The NLR family has greatly expanded in many plants, resulting in one of the largest and most variable plant protein families16. This is in contrast to vertebrate NLR repertoires, which typically consist of around 20 members17. Many surveyed plant genomes have exhibited large NLR repertoires, and recently, a database, ANNA: an Angiosperm NLR Atlas, was constructed. It contains over 90,000 NLR genes from 304 angiosperm genomes, including 18,707 TNL genes, 70,737 CNL genes, and 1847 RNL genes18, similar to the 2012 NBS encoding genes found in wheat19.Notably, bryophytes like Physcomitrella patens and lycophytes like Selaginella moellendorffii represent ancestral land plant lineages20. They possess relatively small NLR repertoires, with around 25 NLRs in the case of Physcomitrella patens and 2 NLRs in the case of Selaginella moellendorffii21. This indicates that substantial gene expansion has primarily occurred in flowering plants22. Recent research has uncovered that many microRNAs target the nucleotide sequences encoding conserved motifs within NLRs, including the P-loop, in a variety of flowering plants23. This theory suggests that the comprehensive control of NLR transcripts may enable a plant species to maintain extensive NLR repertoires without exhausting functional NLR loci24,25. As microRNA-mediated transcriptional suppression of NLR transcripts could potentially offset the fitness costs associated with NLR maintenance, this mechanism might contribute to the sustained existence of large NLR repertoires23,26.
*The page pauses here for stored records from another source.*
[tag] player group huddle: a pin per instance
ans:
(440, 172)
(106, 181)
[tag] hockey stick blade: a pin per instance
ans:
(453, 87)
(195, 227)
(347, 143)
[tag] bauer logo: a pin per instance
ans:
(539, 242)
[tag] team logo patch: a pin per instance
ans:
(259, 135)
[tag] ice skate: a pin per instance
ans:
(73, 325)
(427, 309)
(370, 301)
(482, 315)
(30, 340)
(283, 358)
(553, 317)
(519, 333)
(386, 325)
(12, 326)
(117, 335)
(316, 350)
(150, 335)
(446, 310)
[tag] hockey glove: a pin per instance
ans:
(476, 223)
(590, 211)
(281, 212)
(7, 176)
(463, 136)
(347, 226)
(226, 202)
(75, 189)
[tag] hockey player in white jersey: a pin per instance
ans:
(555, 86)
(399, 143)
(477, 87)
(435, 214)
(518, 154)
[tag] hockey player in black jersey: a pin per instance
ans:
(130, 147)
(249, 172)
Currently, in Pakistan, almost all cotton varieties of Gossypium hirsutum are vulnerable to cotton leaf curl disease (CLCuD)27. CLCuD is induced by Begomoviruses from the Geminiviridae family. The disease is transmitted by the whitefly insect vector, scientifically known as Bemisia tabaci28. G. arboreum, also known as “desi cotton,” represents a high level of resistance against insect pests and diseases including CLCuD, while Mac7 (G. hirsutum) is highly tolerant, and Coker-312 (G. hirsutum) is highly susceptible to CLCuD29,30. NLR is the main class of resistance genes that showed a response to viral disease31,32. Thus, this study aimed to evaluate the NBS ___domain associated with host plant resistance genes, that might be a potential source of disease resistance genetic elements.

Methodology

Genome assemblies and data collection

In the current study, we have selected 39 land plants ranging from green algae to higher plant families including Amborellaceae, Brassicaceae, Poaceae, Citrus, Cucurbitaceae, Malvaceae, Marchaceae, Fabaceae, Nelumbonaceace, Salicaceae, Rosaceae, and Araceae families. In addition, the selection of plants was also made based on ploidy level (haploid, diploid, and tetraploid) for further detailed evolutionary study. The latest genome assemblies (Table S1) were downloaded from publicly available respective genome databases, NCBI, Phytozome, and Plaza genome databases33,34.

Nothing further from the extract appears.